Émancipation catholique

Émancipation catholique, terme appliqué au processus par lequel les catholiques romains des îles britanniques ont été soulagés à la fin du 18e et au début du 19e siècle. de handicaps civils. Ils avaient été soumis à des réglementations oppressives imposées par diverses lois datant de l’époque d’Henri VIII (voir Lois pénales). Ce processus d’élimination des handicaps a abouti à la Loi d’émancipation catholique de 1829 (et à certaines dispositions ultérieures), mais il avait commencé plusieurs années auparavant. La chasse aux prêtres, en général, a pris fin au milieu du 18e siècle.

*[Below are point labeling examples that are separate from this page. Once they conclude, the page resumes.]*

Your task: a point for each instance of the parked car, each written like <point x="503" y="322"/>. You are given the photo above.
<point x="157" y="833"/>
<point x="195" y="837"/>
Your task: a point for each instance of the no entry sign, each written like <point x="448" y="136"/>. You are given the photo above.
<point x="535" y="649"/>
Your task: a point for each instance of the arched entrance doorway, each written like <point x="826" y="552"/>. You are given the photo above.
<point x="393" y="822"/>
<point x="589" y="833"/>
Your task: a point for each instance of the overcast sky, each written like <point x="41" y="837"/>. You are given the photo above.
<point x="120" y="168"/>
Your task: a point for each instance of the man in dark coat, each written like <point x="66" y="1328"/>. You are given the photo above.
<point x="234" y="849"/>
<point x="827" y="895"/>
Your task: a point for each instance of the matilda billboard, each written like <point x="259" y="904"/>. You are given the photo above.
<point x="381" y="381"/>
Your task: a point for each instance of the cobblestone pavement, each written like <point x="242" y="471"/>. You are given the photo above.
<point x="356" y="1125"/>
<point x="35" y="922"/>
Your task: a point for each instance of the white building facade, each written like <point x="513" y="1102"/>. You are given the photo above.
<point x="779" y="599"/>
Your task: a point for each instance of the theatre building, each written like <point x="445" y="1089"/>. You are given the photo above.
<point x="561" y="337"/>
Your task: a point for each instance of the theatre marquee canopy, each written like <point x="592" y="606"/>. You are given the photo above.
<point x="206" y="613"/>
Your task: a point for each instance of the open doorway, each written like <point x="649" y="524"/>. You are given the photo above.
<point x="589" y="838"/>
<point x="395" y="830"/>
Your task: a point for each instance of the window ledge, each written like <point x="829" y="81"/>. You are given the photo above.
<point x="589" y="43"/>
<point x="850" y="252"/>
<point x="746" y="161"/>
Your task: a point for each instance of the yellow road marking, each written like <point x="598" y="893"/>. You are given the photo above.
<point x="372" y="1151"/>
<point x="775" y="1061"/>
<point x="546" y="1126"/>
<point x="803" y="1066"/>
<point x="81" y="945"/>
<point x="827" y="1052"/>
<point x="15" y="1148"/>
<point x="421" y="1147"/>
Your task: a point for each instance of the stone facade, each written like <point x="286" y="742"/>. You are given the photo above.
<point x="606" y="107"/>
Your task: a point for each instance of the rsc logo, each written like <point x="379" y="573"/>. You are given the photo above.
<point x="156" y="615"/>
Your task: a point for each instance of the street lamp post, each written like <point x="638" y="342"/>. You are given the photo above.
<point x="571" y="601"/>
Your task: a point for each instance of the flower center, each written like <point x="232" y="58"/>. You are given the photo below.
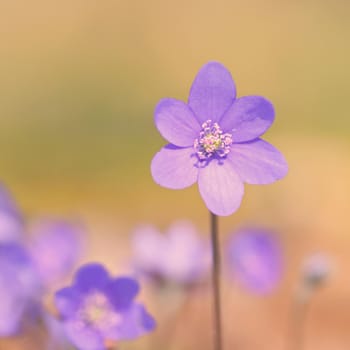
<point x="212" y="141"/>
<point x="97" y="311"/>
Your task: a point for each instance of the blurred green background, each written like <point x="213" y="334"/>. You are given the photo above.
<point x="79" y="83"/>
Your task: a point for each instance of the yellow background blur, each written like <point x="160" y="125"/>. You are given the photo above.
<point x="79" y="81"/>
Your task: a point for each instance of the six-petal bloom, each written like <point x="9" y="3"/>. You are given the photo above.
<point x="20" y="289"/>
<point x="254" y="259"/>
<point x="55" y="248"/>
<point x="179" y="257"/>
<point x="214" y="140"/>
<point x="98" y="308"/>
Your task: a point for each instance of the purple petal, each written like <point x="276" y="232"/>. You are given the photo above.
<point x="212" y="92"/>
<point x="147" y="243"/>
<point x="91" y="277"/>
<point x="248" y="118"/>
<point x="67" y="301"/>
<point x="20" y="289"/>
<point x="220" y="187"/>
<point x="136" y="322"/>
<point x="55" y="249"/>
<point x="255" y="259"/>
<point x="83" y="337"/>
<point x="174" y="167"/>
<point x="257" y="162"/>
<point x="122" y="291"/>
<point x="176" y="122"/>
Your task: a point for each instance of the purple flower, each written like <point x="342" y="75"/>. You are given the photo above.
<point x="55" y="249"/>
<point x="255" y="259"/>
<point x="98" y="308"/>
<point x="180" y="256"/>
<point x="11" y="221"/>
<point x="215" y="140"/>
<point x="20" y="289"/>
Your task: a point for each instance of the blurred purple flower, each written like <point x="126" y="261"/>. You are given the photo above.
<point x="215" y="140"/>
<point x="20" y="289"/>
<point x="11" y="221"/>
<point x="181" y="256"/>
<point x="254" y="259"/>
<point x="55" y="249"/>
<point x="98" y="308"/>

En 1778, les catholiques anglais ont été soulagés des restrictions sur l’héritage et l’achat de terres. Une réaction sauvage à ces concessions a produit les émeutes de Gordon (voir Gordon, Lord George) de 1780, et toute l’histoire de l’émancipation catholique est celle de la lutte contre une grande résistance. En 1791, le Roman Catholic Relief Act abrogea la plupart des invalidités en Grande-Bretagne, à condition que les catholiques prêtent serment de loyauté, et en 1793, l’armée, la marine, les universités et la magistrature furent ouvertes aux catholiques, bien que les sièges au Parlement et certains postes soient toujours refusés. Ces réformes ont été parrainées par William Pitt le Jeune, qui espérait ainsi scinder l’alliance des catholiques et des protestants irlandais. Mais la tentative de Pitt d’obtenir une abrogation générale des lois pénales fut contrecarrée par George III. Le pape Pie VII a consenti à un veto royal sur les nominations épiscopales si les lois pénales étaient abrogées, mais le mouvement a échoué. En Irlande, l’abrogation (1782) de la loi Poynings (voir sous Poynings, Sir Edward) a été suivie d’une loi (1792) du Parlement irlandais assouplissant les lois sur le mariage et l’éducation et d’une loi (1793) permettant aux catholiques de voter et d’occuper la plupart des fonctions.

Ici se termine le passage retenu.